Mobile computing is a revolution in technology that was a very, very long time coming. However, the idea behind pocket computing devices isn’t new, having been greatly explored (if surrealistically) by science fiction such as Star Trek, where mobile devices and tablets, called padds, are used as slim clients to communicate with a central cloud computing cluster. Well, Star Trek’s zany UI design lent us no real look at the way to handle mobile UI design, or really any computer interface design.
So, when pocket computing first became a thing, with PDAs, early fundamentals behind mobile UI design were laid out, with the exception of Windows portables.
This was a time when the realization of the need for complex GUI on limited screen real estate and resolution was finally present, but experimenting with it in various directions was less risky, as PDAs were expensive and a niche market.
Still, a lot of standards that carried over to the smart phone, when it replaced the PDA unceremoniously, were laid out in the early days. Of course, multi-touch screens has changed some of the interaction a bit, with multiple fingers to gesture, rather than simply tapping one point of the screen at a time. But, what should we bear in mind now, as mobile continues to get attention?
#1 – Design for Accelerometers!
What’s an accelerometer? Well, for those not familiar with this term (and that’s nothing to be ashamed of), it’s the component in most mobile devices and tablets, which detects its rotation (landscape versus portrait), and is used for tilting mechanics and the like by games and certain applications.

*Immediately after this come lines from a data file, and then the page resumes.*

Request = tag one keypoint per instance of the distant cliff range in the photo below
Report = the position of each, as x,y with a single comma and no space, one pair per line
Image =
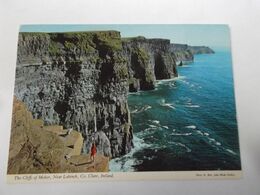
184,53
81,80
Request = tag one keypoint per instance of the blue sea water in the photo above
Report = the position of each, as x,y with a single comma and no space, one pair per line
187,123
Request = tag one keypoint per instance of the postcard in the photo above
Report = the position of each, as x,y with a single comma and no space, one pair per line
123,102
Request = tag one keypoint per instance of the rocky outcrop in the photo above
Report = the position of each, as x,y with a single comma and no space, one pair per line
148,60
79,81
184,53
35,148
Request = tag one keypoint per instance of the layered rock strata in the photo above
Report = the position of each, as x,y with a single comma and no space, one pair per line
148,60
79,81
36,148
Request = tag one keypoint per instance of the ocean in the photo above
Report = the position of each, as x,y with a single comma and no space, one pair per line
186,123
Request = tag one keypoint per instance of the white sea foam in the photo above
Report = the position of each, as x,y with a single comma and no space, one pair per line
152,126
163,103
231,151
154,121
192,106
126,162
190,127
199,132
142,109
185,134
180,144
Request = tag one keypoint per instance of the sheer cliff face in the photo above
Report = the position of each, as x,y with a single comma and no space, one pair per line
148,60
78,80
81,80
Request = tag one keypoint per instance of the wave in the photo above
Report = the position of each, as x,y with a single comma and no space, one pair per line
142,109
231,151
163,103
168,80
126,163
180,144
185,134
192,106
190,127
154,121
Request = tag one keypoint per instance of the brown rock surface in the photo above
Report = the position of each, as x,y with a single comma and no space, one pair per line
35,148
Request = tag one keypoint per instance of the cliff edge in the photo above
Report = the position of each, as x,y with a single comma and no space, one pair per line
35,148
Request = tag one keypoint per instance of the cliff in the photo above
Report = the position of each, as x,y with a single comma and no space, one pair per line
81,80
184,53
35,148
78,80
148,60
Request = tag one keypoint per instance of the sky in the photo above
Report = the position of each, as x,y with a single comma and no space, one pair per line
215,36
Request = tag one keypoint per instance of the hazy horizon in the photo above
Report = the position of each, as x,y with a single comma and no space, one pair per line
212,35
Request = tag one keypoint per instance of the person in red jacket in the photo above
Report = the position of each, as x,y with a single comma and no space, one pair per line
93,152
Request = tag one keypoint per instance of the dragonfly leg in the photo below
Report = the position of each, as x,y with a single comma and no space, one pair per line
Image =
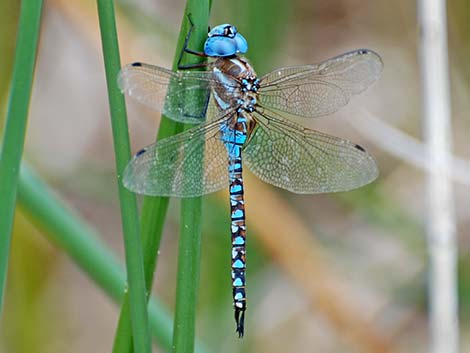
190,51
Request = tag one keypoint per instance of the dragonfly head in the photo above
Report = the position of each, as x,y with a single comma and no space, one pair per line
224,40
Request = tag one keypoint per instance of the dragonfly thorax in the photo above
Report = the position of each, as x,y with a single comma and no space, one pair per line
238,84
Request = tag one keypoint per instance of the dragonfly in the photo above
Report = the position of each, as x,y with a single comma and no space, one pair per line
242,120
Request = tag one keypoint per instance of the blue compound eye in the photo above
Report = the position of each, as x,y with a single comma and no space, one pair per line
224,40
226,30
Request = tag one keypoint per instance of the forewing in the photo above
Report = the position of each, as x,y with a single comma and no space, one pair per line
182,96
306,161
316,90
192,163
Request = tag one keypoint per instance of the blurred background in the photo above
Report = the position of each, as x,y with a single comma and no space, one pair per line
342,272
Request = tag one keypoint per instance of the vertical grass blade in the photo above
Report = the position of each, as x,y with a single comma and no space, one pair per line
72,235
154,209
129,214
15,125
441,233
189,248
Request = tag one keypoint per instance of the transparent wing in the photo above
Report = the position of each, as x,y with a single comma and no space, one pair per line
306,161
183,96
316,90
192,163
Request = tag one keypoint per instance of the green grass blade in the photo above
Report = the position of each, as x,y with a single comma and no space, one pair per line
71,234
189,249
154,209
129,214
15,126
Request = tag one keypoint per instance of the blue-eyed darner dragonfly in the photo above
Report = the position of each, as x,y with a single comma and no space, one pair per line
243,118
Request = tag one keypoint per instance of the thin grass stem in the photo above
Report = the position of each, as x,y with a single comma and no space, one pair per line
15,125
441,228
154,209
129,214
54,219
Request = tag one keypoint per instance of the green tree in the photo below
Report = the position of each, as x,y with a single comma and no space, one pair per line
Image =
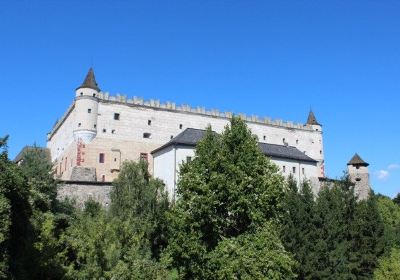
390,214
298,226
138,197
98,246
229,189
251,256
389,267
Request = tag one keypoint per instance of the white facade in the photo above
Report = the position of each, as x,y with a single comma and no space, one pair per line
90,134
167,164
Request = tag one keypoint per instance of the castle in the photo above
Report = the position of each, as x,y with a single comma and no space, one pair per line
98,132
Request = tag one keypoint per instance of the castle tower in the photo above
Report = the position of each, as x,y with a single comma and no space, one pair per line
359,175
318,151
86,107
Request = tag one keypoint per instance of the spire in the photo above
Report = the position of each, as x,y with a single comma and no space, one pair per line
357,161
312,120
90,81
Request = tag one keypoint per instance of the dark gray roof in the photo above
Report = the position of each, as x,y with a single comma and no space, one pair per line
90,81
191,136
357,160
312,120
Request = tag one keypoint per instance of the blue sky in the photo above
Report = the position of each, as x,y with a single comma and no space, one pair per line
269,58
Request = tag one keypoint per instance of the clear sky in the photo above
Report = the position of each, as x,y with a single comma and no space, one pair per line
269,58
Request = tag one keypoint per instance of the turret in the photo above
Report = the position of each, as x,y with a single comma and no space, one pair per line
312,121
359,175
86,108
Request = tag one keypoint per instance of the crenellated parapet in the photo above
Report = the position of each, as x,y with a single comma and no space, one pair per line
184,108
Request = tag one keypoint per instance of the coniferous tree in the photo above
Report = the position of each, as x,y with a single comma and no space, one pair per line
298,227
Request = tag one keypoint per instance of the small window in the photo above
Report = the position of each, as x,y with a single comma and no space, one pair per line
101,158
147,135
144,156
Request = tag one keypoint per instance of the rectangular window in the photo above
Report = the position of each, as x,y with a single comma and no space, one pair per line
146,135
144,156
101,158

Now, designing for these isn’t complex, as applications merely run a simple system query to get the different rotations and speeds on three dimensional axes. So, design your systems to support full rotation.
Some devices grip differently than others, due to plugs and ports being on various sides. So, holding a device “upside down” might be comfortable on a unit, because it keeps cords out of the way. Design your interface and UI to shift for all these directions.
#2 – Reduce Long Taps
Long tap is the equivalent of right click on a mobile device, and is pretty universal across different designs and operating systems in this field. Avoid forcing it to be too heavily used, as it’s not a natural feeling gesture.
Include menu tie ins that allow for you to do things by button tapping rather than long clicks.
#3 – Mind Margins
Something that a lot of apps have problems with is margins being a bit off. Tapping things really tightly on any border of the screen makes it hard to press them on multi touch displays, because they’re less precise than magnetic or transistor touch surfaces.
ES File Explorer, for example, mismanages this with gusto, I’m afraid to say.
Mobile UI design has a lot of nuances, so I can’t really condense it into a simple set of points. Minding these would remove a lot of mistakes and annoyances that plague the mobile industry for now. However, things won’t get truly better until tactile keyboards become standard in all mobile devices.